Staunton, July 15 – The shortcomings of Russian judges and the Russian judicial system as a whole are now so obvious that even those in positions of power are beginning to complain, according to Igor Gulakov, an administrative aide in an arbitrage court says, although the judges are so integrated in the power vertical that it is “simply absurd” to treat them as a distinct group.
According to Gulakov, one of the biggest problems is that even when the problems are discussed, court officials warn the expert community that they must keep their recommendations short because judges are so overworked that they simply won’t read anything longer than five or ten pages (newizv.ru/article/general/15-07-2021/nevezhestvo-korruptsiya-peregruzhennost-10-problem-suda-v-rossii).

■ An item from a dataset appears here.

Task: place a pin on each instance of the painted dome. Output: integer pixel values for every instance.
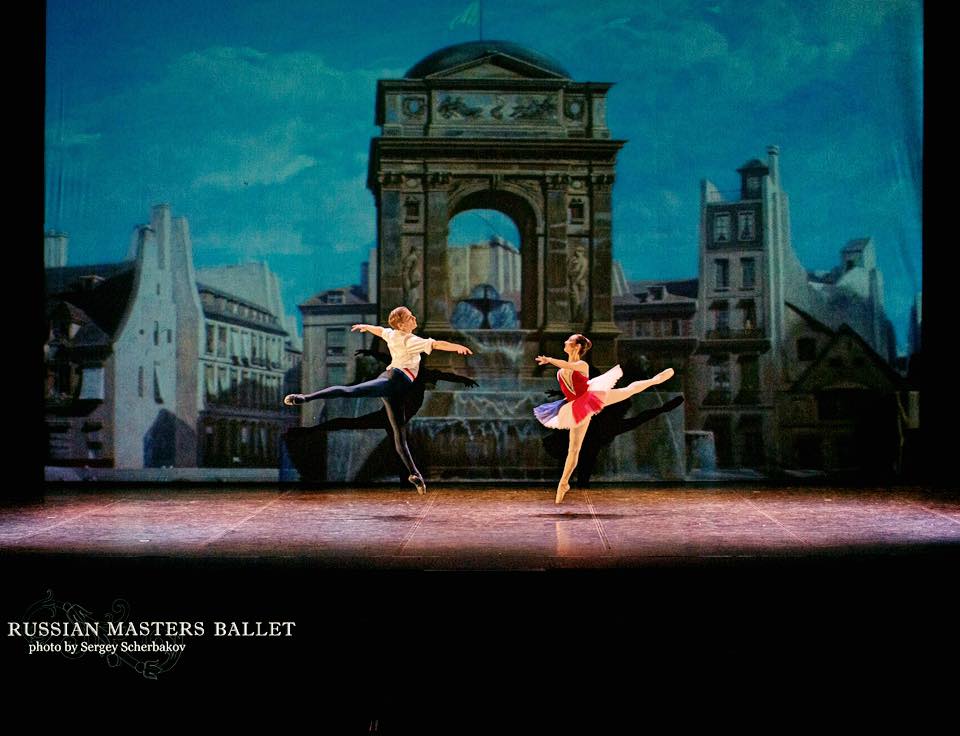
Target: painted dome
(463, 53)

In the hopes that judges and those concerned about judges will read his recommendations, Gulakov offers a listing of what he says are the ten most serious problems of the judges of his country:
1. Inadequate education and training
3. Lack of a clearly defined career latter to ensure that higher court judges have the experience they need
4. An overreliance on the security services as the pool for recruits to the judiciary, something that disposes them to find for the government in almost all cases.
5. Dependence of judges on and integration into the power vertical of the executive branch
6. Poor use of written materials in cases so that there are unnecessary delays in scheduling trials or hearing them to the end once they begin
7. The ignorance of judges about business procedures so that they often cannot understand the cases before them
8. Confusion about what constitutes evidence and what does not
9. Failure to come up with independent decisions and overreliance on the submissions of one side or the other, often copying them rather than writing their own
10. Overloaded schedules which mean that judges are forced to dispose of most cases in five minutes or less rather than giving them the time justice requires.